A&amp;B synchronized and operating in parallel, What is the total load of the set up without overload any Gen?

The answer was 3M * 2%= 6, which is half of 4MVA *3, then we can assume that Gen A has the half of load capacity of Gen B, there for 4 + 4/2 = 6MVA

Then for NCEES 125

Transformer 1: 1MVA, 4.5%

Transformer 2: 2MVA, 6%

What is the total load that can be served without overload either transformer?

The answer was using PU method and it came out to be 2500. I had problem understand why. And the more important note was that this two methods can't be used on each other. So if you use the PU method for 4-48, you will get 9MV, not 6MVA. And if you use Spin up method for the 125, it doesn't work either! Am I missing something here?


----------



## Lielec11 (Oct 24, 2012)

I think the spin up method works for the NCEES problem....

1mva x .06 = .06

2mva x .045 = .09

Which means transformer 2 can handle 1.5 the load of transformer 2...

1mva + (1.5x1mva) = 2.5mva

Just realized question 125 is kva, but you get the picture.


----------



## pepower2012 (Oct 24, 2012)

Ok, I see.

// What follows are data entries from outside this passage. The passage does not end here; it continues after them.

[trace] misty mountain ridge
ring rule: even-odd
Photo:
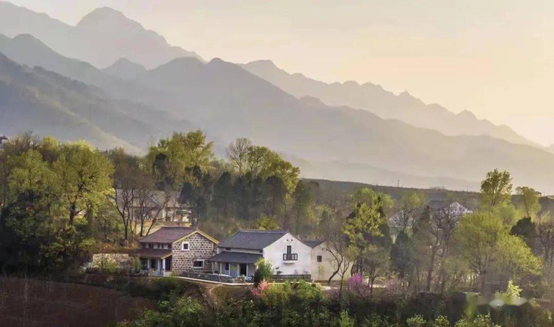
[[[170,45],[156,32],[122,13],[103,7],[86,15],[75,26],[10,2],[0,2],[0,34],[29,34],[65,56],[106,67],[121,58],[154,68],[196,53]]]
[[[345,105],[371,111],[384,118],[398,119],[416,127],[438,131],[449,136],[489,135],[509,142],[542,147],[518,134],[508,126],[479,120],[470,111],[454,113],[436,104],[425,104],[404,91],[396,95],[381,85],[354,81],[327,84],[289,74],[271,60],[242,65],[250,72],[269,81],[297,97],[309,96],[331,106]]]
[[[219,148],[237,137],[245,137],[257,144],[300,158],[299,164],[306,177],[332,176],[335,179],[384,184],[389,183],[395,177],[402,177],[403,181],[403,181],[403,185],[410,183],[414,183],[411,186],[419,187],[444,185],[463,189],[464,184],[478,187],[477,181],[486,171],[498,168],[509,170],[516,185],[533,185],[545,190],[554,184],[554,178],[543,173],[554,168],[554,155],[542,149],[486,136],[445,136],[401,120],[383,119],[366,110],[330,106],[318,100],[321,97],[299,99],[241,66],[220,59],[206,63],[190,57],[177,58],[139,72],[137,66],[129,66],[125,61],[115,63],[126,58],[117,57],[113,62],[117,64],[115,68],[127,66],[137,72],[136,77],[126,79],[88,63],[60,55],[30,35],[0,39],[0,52],[9,53],[7,55],[12,60],[20,63],[24,61],[29,66],[43,66],[97,86],[84,85],[84,89],[102,95],[71,90],[68,94],[73,95],[71,99],[74,102],[66,102],[65,98],[52,91],[66,88],[63,85],[68,82],[61,82],[63,76],[57,75],[54,81],[47,85],[61,85],[41,92],[47,98],[62,103],[66,112],[89,121],[108,135],[121,137],[121,141],[131,146],[143,141],[148,131],[163,134],[198,127],[210,139],[217,140]],[[131,64],[135,62],[132,59],[129,60]],[[50,75],[54,73],[44,72],[44,69],[33,70],[36,75],[52,79]],[[116,71],[114,69],[111,72],[116,74],[114,71]],[[12,77],[8,75],[4,78]],[[23,89],[37,88],[29,81],[25,84],[25,80],[21,80],[19,85]],[[407,94],[393,95],[399,98],[411,97]],[[97,100],[104,98],[109,100],[103,105],[96,103],[102,103]],[[89,102],[96,103],[95,110],[98,115],[91,115],[87,110],[85,103]],[[53,110],[46,105],[25,105],[18,106],[31,107],[35,113]],[[141,110],[134,112],[137,108]],[[3,110],[7,112],[10,110],[5,107]],[[16,113],[11,119],[19,123],[19,131],[35,129],[25,121],[27,116],[18,118],[17,113],[23,111],[12,111]],[[110,118],[109,121],[115,122],[111,125],[100,119],[110,112],[117,114]],[[145,117],[148,112],[150,116]],[[94,119],[96,120],[92,121]],[[33,121],[38,124],[40,130],[37,132],[47,132],[48,121],[40,124]],[[122,128],[119,121],[132,123],[134,127]],[[23,128],[22,124],[27,127]],[[13,132],[10,129],[6,133]],[[67,134],[66,137],[71,136],[70,133]],[[146,142],[141,144],[143,147]]]
[[[0,129],[33,131],[60,141],[84,139],[102,149],[144,152],[151,139],[194,126],[143,105],[117,100],[95,87],[0,54]],[[152,122],[162,123],[158,126]]]
[[[102,70],[108,75],[124,80],[133,80],[146,72],[143,66],[131,62],[127,58],[121,58]]]

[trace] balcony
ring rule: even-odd
[[[283,253],[283,261],[293,261],[298,260],[298,253]]]

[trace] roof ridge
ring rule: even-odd
[[[257,233],[288,233],[289,231],[285,230],[256,230],[256,229],[239,229],[238,231],[239,232],[253,232]]]

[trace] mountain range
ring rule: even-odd
[[[0,130],[5,134],[32,130],[63,141],[84,139],[100,148],[122,147],[141,153],[149,141],[183,128],[194,126],[41,67],[20,65],[0,54]]]
[[[407,92],[397,95],[369,82],[325,83],[300,73],[289,74],[270,60],[252,61],[242,66],[296,97],[311,96],[332,106],[365,109],[382,118],[398,119],[445,135],[488,135],[514,143],[540,147],[506,125],[497,126],[478,119],[467,110],[456,114],[439,105],[425,104]]]
[[[487,134],[447,135],[367,108],[291,94],[253,74],[252,65],[188,56],[150,68],[118,58],[100,70],[34,35],[0,38],[0,53],[11,59],[3,59],[11,63],[6,66],[16,68],[0,75],[0,90],[13,99],[0,105],[5,133],[32,129],[143,150],[159,136],[200,128],[216,148],[248,137],[283,153],[307,177],[475,189],[486,171],[497,168],[510,170],[516,185],[545,190],[554,182],[545,173],[554,168],[554,154],[544,149]],[[33,115],[61,118],[29,120]],[[68,117],[86,128],[56,124],[74,121]],[[473,123],[467,123],[471,129]]]
[[[75,26],[8,2],[0,2],[0,34],[13,37],[29,34],[56,52],[106,67],[125,58],[153,68],[193,52],[172,46],[160,34],[144,28],[110,8],[94,10]]]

But what about using the PU method on the spin up?


----------



## Silkworm (Oct 24, 2012)

NCEES method works for me on both problems. Show us your working....


----------



## Lielec11 (Oct 25, 2012)

pepower2012 said:


> Ok, I see. But what about using the PU method on the spin up?


I'm not sure I don't use the pu method, I try and stick to the MVA method


----------



## pepower2012 (Oct 25, 2012)

Thanks for trying to help.

I might just gonna stay with MVA method on this particular type of problems for tomorrow. I'm afraid my head my explode otherwise.


----------



## Wael (Dec 24, 2012)

Guys,

I still can't get irt 100%. Why assumption keeps changing&gt;???

For EX:

for 4-48 in spin up

Gen A has 3MVA 3%

Gen B has 4MVA 2%

SB=2SA

then taking 4 MVa + 4/2 = 6.

As for NCEES, if we follow th exact meathod as above:

Then for NCEES 125

Transformer 1: 1MVA, 4.5%

Transformer 2: 2MVA, 6%

S2=1.5SA

if we take S2 = 2MVA + (2MVA/1.5) = 3.33 MVA not 1.25MVA.

besides, why in the solution for Spin up he assumes the total MVload is 6MVA when applying the formula of: [(MVA1/Z1)/ (MVA1/z1)+(MVA2/Z2)] * MVAload??

this is really confusing me. Please help


----------